The purpose of this study was to discern the nature of legislators' perceptions about community colleges' abilities to generate revenues through alternative funding sources and the resultant effects on state allocations to these colleges. Selected community college-related staff members and legislative staff members in Idaho and Oregon were asked to independently name three to five Idaho and Oregon legislators whom they perceived as having the most influence on community college funding. Out of the sixteen legislators who were nominated, eight were selected to participate in the study. The research identified: (a) important factors that influence legislative decision making which community colleges may affect, and (b) expectations of legislators about community colleges' abilities to acquire alternative funding and the purposes for seeking alternative funds. The following were specific findings of the study: Alternative Funding is a Given The pressure to find alternative funding for community colleges is likely to continue. Seeking alternative funding will be expected in the future by legislators even in good financial times; community college administrators should plan to invest in this process for the long run. Collegial Relationships Among Legislators
A significant implication for practice from this research was the impact various individual relationships had on legislators. Legislators in the study described how trusting relationships with key people were integral to the input they obtained and considered in
making funding decisions. These relationships included: (a) community college presidents and staff, (b) their colleagues, (c) legislative staff, and (d) agency staff. Community Colleges Must Let Legislators Know What They Want and Plan Ahead Legislators wanted community colleges to be forthcoming about what their long term fiscal and legislative needs, and legislators wanted them presented in priority order. Knowing community colleges' strategic goals and what their long-term plans were for at least five years could help legislators understand the larger fiscal picture and provide a better sense of where the future of community colleges was in their states.

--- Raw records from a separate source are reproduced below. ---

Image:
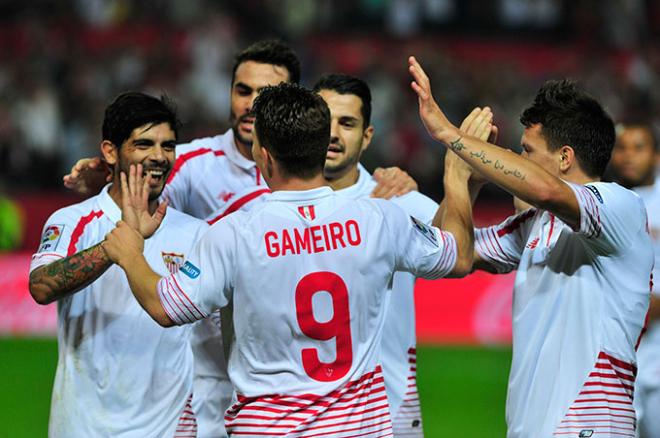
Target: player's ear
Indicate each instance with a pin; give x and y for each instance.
(566, 158)
(110, 152)
(366, 137)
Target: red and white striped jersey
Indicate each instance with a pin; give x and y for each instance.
(648, 354)
(210, 178)
(399, 336)
(579, 305)
(308, 288)
(118, 372)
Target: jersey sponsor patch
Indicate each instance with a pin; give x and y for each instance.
(173, 261)
(596, 193)
(425, 230)
(51, 238)
(190, 270)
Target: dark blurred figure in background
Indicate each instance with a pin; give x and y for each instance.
(634, 164)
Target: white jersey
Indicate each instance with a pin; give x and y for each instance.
(647, 389)
(119, 373)
(579, 304)
(307, 275)
(399, 336)
(209, 180)
(222, 179)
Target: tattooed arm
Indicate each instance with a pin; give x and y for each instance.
(517, 175)
(64, 277)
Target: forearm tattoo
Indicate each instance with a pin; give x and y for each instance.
(72, 273)
(457, 146)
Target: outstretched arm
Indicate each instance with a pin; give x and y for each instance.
(515, 174)
(64, 277)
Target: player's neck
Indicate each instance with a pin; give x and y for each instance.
(115, 194)
(243, 149)
(348, 179)
(297, 184)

In turn, legislators could be watching for funding opportunities for community colleges, inform community colleges about consequences of plans they were making, and help community colleges do better problem-solving as issues occur. Educational Systems Need to Unify Toward the Common Goal Legislators were looking for funding solutions across the educational system. Legislators noted that they would have more confidence in the validity of the requests made of them if education entities -- K-12, community colleges, four-year colleges, and universities – showed the legislators that they were working together as a unified group. According to one legislator, educational institutions need to "marry" across systems so they'll "gain political strength." When systems plan strategically together, legislators are more likely to understand and plan for their needs. The legislators in this study exhibited similar decision making styles, perceptions of community college funding, and expectations about community colleges' responsibilities for acquiring alternative funding to make up for funding shortfalls.